Emory psychologists Walker and Lilienfeld receive top national honor
May 24, 2012
Emory psychologists Elaine Walker and Scott Lilienfeld have both received the 2013 James McKeen Cattell Fellow Award for lifetime achievement from the Association for Psychological Science. Only two or three Cattell Fellow Awards are given each year, and this is the first time they have come from the same university.
The highest honor granted by the APS, the Cattell recognizes selected members for a career of outstanding contributions to an area of applied psychological research that addresses a critical problem in society. The two honorees will be recognized during the annual APS convention in Chicago, May 24-27.
"Elaine Walker and Scott Lilienfeld represent the very best of modern clinical psychological science," said Alan Kraut, executive director of the APS. "It is through work like theirs – carefully conceived, painstakingly rigorous and experimentally precise – that serious mental illness will be addressed with findings that stand the test of time. Emory must be extremely proud of them," Kraut says.
"I'm particularly grateful to receive this award from the Association for Psychological Science because the organization's members include some of the most distinguished scientists in the country," says Walker, Samuel Candler Dobbs Professor of Psychology and Neuroscience.
Walker studies risk factors for major mental illness and is a leading expert in schizophrenia and related disorders. Her research, funded by the National Institute of Mental Health, is focused on child and adolescent development and the brain changes that are associated with adolescence. She has published more than 200 scientific articles and six books dealing with mental health and neuroscience. She is currently editor of the journal "Psychological Science in the Public Interest."
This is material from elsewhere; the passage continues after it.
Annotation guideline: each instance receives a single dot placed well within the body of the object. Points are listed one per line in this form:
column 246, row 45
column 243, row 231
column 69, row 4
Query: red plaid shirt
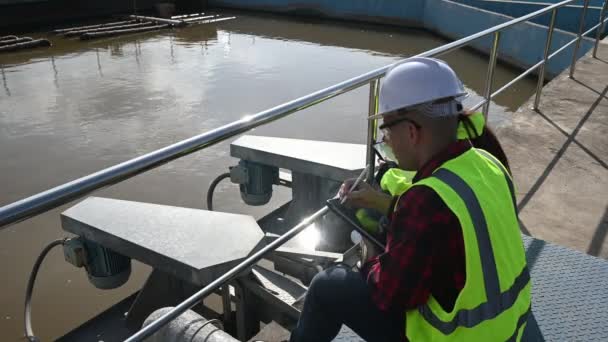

"I'm humbled and honored to receive such a prestigious award from an organization that I greatly respect and value," says Lilienfeld, professor of psychology.
Lilienfeld's principal areas of research are personality disorders, psychiatric classification and diagnosis, evidence-based practices in psychology, and the challenges posed by pseudoscience to clinical psychology. Lilienfeld has co-authored eight books, including "50 Great Myths of Popular Psychology: Shattering Widespread Misconceptions about Human Behavior." In addition to publishing in scientific journals, he writes for Scientific American and Scientific American Mind.
Both Walker and Lilienfeld are part of the clinical psychology program at Emory.
"That two of our colleagues have received this recognition in a single year is quite remarkable, and certainly showcases our faculty," says Robyn Fivush, Samuel Candler Dobbs Professor of Psychology and chair of the Department of Psychology. "Elaine and Scott are both outstanding scientists and outstanding colleagues, and well-deserving of the honor."